Hacker News new | ask | show | jobs
by column 4114 days ago
How I did it:

0. Download and install Tesseract https://code.google.com/p/tesseract-ocr/

1. Crop and adjust curves of the image in Paint.Net (= get a better contrast) to ease OCR

2. Save as PNG in the folder of Tesseract

3. Open cmd in Tesseract folder, type tesseract kayak.png kayak (produces kayak.txt)

4. Open kayak.txt in Notepad++, remove empty lines (to have correct indexes), CTRL+F "KAYAK"

3 comments

Doesn't this only work if the word is west-to-east? Seems like it'd fail for any other orientation (there are 7 others).

(Well, for a palindrome, it works for east-to-west too - so I guess you missed 6).

You are correct. However, it is stated that 'KAYAK' appears only once and it seems to me that CTRL+Fing should be the first thing to do when searching for a string in a relatively small text. The next step, had the CTRL+F failed, would have been to search for "KAYAK" vertically/diagonally programmatically.

(on a sidenote, you're counting is incorrect, as it is a palindrome there really is only 4 directions for the word to appear: W-E, N-S, NW-SE, NE-SW)
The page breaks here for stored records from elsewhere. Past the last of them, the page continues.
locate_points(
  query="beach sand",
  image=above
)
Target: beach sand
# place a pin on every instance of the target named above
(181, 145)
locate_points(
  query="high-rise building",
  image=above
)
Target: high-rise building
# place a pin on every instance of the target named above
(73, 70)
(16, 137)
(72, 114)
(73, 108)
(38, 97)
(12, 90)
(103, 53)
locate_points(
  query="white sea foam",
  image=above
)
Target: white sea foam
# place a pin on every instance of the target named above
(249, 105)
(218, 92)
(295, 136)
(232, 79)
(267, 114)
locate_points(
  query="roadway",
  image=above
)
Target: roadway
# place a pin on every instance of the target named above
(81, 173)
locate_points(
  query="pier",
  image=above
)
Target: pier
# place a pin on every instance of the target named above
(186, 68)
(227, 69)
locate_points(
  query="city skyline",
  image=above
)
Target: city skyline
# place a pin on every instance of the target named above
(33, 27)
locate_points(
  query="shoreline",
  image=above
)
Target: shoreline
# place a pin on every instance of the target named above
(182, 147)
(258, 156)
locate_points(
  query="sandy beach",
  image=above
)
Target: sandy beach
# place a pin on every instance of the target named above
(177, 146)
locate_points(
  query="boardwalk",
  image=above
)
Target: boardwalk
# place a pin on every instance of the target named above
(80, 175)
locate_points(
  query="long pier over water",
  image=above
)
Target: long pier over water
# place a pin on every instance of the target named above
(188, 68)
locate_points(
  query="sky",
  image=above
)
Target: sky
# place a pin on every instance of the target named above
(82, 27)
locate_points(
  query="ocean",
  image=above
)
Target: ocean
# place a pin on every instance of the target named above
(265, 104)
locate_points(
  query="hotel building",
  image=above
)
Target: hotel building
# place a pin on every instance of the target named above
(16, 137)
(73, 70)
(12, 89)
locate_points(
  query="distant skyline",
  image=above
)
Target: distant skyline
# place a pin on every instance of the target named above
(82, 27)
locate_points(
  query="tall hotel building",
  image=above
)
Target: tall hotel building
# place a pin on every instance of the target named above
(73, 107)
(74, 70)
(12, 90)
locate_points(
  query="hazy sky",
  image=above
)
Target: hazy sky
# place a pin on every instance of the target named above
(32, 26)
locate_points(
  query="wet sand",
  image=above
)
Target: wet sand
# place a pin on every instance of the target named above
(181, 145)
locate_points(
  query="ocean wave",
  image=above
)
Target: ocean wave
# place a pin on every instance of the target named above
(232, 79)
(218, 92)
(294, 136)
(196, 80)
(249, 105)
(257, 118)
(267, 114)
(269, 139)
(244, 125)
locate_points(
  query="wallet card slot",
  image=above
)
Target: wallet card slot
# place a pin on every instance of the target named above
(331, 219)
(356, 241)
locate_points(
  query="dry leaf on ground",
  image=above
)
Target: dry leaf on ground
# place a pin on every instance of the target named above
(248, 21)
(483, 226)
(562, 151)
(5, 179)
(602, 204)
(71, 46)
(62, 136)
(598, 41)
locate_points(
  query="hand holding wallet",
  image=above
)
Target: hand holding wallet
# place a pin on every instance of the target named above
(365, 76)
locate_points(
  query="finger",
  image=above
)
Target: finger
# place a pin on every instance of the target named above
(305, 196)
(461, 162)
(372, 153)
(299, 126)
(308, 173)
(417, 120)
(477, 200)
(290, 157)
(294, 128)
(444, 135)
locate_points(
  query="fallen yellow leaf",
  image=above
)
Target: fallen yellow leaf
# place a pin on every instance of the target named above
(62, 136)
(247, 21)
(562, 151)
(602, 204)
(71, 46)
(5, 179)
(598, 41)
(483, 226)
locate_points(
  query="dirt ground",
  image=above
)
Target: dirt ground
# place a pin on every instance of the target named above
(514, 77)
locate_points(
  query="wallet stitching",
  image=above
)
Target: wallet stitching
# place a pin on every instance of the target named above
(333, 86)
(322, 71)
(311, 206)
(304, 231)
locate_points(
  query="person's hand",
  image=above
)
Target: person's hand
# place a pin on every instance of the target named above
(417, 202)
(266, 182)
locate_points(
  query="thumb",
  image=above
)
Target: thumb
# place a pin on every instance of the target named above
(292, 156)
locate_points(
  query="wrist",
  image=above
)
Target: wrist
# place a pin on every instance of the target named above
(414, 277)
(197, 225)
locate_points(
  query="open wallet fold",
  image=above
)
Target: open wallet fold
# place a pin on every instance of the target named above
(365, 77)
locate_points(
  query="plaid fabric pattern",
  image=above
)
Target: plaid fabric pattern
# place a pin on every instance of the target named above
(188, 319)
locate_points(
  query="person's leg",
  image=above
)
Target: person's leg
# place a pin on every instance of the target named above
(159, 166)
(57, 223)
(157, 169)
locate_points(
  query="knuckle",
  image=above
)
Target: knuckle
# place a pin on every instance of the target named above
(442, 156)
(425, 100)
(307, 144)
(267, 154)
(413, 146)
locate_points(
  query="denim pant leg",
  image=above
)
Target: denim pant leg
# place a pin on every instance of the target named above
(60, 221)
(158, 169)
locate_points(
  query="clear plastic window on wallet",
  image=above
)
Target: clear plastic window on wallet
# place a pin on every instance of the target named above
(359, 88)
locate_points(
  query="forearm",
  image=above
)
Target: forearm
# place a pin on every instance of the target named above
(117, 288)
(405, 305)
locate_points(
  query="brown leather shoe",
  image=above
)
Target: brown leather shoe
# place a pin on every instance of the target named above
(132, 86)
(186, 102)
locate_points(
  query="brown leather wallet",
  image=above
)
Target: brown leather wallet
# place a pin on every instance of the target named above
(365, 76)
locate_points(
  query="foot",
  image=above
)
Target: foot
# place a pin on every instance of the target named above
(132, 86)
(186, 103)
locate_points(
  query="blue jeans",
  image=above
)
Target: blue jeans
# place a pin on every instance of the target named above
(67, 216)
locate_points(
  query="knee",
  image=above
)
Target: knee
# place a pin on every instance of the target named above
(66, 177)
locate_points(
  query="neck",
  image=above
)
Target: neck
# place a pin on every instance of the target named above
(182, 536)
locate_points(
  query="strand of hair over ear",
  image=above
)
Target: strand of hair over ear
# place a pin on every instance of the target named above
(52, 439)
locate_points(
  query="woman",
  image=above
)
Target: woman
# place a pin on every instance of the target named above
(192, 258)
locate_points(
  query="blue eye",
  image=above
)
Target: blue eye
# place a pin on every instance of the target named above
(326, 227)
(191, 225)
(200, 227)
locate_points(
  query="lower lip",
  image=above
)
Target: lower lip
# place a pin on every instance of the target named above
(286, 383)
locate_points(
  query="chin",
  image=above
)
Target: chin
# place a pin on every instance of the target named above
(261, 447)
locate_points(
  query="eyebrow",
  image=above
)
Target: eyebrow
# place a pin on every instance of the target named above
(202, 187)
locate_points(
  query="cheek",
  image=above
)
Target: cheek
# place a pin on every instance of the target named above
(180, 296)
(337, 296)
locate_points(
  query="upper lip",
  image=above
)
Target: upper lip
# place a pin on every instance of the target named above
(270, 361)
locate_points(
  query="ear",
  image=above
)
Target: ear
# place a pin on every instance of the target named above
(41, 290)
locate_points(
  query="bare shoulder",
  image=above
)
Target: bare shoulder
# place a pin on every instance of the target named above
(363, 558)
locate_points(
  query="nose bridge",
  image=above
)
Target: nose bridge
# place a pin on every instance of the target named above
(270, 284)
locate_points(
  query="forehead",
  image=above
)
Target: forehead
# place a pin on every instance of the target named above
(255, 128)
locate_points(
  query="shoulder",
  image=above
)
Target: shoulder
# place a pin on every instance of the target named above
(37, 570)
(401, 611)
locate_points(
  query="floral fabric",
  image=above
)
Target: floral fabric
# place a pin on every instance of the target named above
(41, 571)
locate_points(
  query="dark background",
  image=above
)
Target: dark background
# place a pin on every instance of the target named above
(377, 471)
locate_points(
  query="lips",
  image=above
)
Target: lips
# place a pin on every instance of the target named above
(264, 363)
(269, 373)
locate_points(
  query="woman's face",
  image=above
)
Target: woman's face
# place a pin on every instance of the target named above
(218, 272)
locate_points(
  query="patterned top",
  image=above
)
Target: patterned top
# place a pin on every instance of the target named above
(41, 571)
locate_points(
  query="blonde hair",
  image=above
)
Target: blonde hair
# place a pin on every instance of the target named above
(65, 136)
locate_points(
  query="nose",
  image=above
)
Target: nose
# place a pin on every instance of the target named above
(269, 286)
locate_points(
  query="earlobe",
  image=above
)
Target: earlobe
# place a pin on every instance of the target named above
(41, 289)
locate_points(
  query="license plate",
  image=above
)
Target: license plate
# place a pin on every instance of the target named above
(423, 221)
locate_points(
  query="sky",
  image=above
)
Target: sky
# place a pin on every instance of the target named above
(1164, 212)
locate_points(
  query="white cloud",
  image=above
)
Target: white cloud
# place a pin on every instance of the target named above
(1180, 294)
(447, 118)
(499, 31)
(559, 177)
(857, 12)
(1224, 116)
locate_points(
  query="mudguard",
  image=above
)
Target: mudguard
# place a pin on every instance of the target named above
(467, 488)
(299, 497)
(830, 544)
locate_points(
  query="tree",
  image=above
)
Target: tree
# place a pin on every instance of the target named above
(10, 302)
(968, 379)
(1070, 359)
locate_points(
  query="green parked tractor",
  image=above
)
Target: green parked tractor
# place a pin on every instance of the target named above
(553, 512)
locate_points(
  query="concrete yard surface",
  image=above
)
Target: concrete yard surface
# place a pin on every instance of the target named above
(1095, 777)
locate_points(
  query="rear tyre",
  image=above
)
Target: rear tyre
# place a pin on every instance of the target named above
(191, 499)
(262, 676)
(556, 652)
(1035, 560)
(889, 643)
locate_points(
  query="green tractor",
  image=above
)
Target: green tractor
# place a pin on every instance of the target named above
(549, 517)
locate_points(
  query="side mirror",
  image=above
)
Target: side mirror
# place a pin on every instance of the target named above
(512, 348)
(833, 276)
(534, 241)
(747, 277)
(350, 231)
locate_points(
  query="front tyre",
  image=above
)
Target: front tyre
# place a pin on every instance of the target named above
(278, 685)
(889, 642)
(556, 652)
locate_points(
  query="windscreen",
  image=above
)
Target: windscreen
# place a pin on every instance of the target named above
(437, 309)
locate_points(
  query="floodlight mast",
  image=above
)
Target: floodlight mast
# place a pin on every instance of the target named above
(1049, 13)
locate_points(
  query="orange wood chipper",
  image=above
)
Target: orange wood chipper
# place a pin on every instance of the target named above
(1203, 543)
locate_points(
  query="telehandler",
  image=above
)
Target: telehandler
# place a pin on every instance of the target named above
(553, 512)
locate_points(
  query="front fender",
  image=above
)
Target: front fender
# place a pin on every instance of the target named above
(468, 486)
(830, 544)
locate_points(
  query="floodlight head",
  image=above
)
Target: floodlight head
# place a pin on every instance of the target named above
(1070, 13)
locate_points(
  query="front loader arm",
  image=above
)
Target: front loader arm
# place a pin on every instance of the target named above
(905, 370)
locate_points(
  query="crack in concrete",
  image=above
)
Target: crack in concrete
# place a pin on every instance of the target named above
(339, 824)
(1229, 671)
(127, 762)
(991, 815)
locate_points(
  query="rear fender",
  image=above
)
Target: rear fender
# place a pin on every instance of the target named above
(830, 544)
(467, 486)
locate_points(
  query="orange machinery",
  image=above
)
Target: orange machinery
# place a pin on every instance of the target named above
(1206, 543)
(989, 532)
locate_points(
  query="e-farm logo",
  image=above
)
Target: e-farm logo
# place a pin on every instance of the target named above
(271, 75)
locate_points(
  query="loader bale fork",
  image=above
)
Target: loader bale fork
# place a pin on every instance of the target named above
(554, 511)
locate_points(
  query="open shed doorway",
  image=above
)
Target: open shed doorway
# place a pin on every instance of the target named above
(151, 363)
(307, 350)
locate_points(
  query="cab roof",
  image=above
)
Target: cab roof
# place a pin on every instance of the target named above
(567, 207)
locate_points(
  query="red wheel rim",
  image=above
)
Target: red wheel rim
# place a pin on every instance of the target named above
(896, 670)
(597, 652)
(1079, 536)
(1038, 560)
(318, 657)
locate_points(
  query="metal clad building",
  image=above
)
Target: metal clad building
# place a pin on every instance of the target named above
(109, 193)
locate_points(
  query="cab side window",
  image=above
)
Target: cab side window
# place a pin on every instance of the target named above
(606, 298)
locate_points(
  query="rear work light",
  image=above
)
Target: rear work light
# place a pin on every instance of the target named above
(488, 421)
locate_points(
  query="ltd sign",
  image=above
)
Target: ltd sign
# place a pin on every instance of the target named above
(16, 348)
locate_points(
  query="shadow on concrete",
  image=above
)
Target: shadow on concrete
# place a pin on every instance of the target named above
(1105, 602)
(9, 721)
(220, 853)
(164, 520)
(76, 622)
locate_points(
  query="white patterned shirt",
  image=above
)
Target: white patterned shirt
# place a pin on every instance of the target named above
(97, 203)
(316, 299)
for vertical, you could transpose the crossword then Ctrl+F, just being aware that the result has its columns and rows switched.
This is the output of Tesseract (once empty lines are removed):

    AAYKAKAYKAYYKKAAKAYAAAYKYKYAYK
    KYYAKYAAAYKAAKKYAKKKAAAKAAYKAA
    KKKYAKAKAYKKYKKYKKAKYAAAAKAAKK
    YKAAKYAAKKKKKAYAYYYYYAAKAAKKKK
    KKAYYAAKKYYAYAAKAAKKAAYKAKKAAK
    KKAAAKAAAKKAKKKYAAAYKYAYAKYKAA
    KKYKAAAAAAAAAAKKAAAKYYAKAKAKKY
    KKKKKKAKYYKYYKKAAYAKAAAKYAKKAA
    KAKKAKAYKAAYAKYYKKAYKKKAAAAAKA
    KKAKAKAKAAAKAYAYKAKAYYAYKKAKYY
    AAAYAKKKAKKAKYKAYKKAKKYKAAKKYY
    YKKKYKKYAAAKKKKAKAYKKKKKAAKKKY
    KKAKAYKAAKAKKYYAKAYAAKYAAAAAAA
    AAAAKKYAAKKAAYKKAAAYAYAKYAKAYK
    AKKAKKAYKAAYKYKAKYAAKKYKKKKKKA
    KYKAAKKYAYKAKKKYKAKAYAYKYAAAKK
    KAYYKKAKYKAYAAKAYAAYYYAKKYKYKK
    KKKKAKAYAAAKKAYAYKKYAKAAAAYKAY
    AYKAKKKAAKAKAYAAAKKYKKAYKAYAYY
    KYAYKAYAKAKYYKYKAKAAYKYKKAYKAK
    AKAKKAKKAKKKKAAAKYYYYKAKAAAAAK
    KAKYYKAKKYKYAKYAAAAAKAKAYAAKKA
    KKAAAKKAKAKKAAKAYAAYAAAKKAAYYA
    KAKKYYKKAYAYKKAKKYYKYKYKKAAAKA
How do you do OCR in Paint.Net ?
In Paint.Net I only adjusted the curves (CTRL+SHIFT+M) to get a better contrast. The OCR is done by Tesseract. This solution is all about using the right tool for the job.
Sorry I misunderstood your comment. Was just wondering how you are doing OCR in Paint.Net. Thank you for your clarification.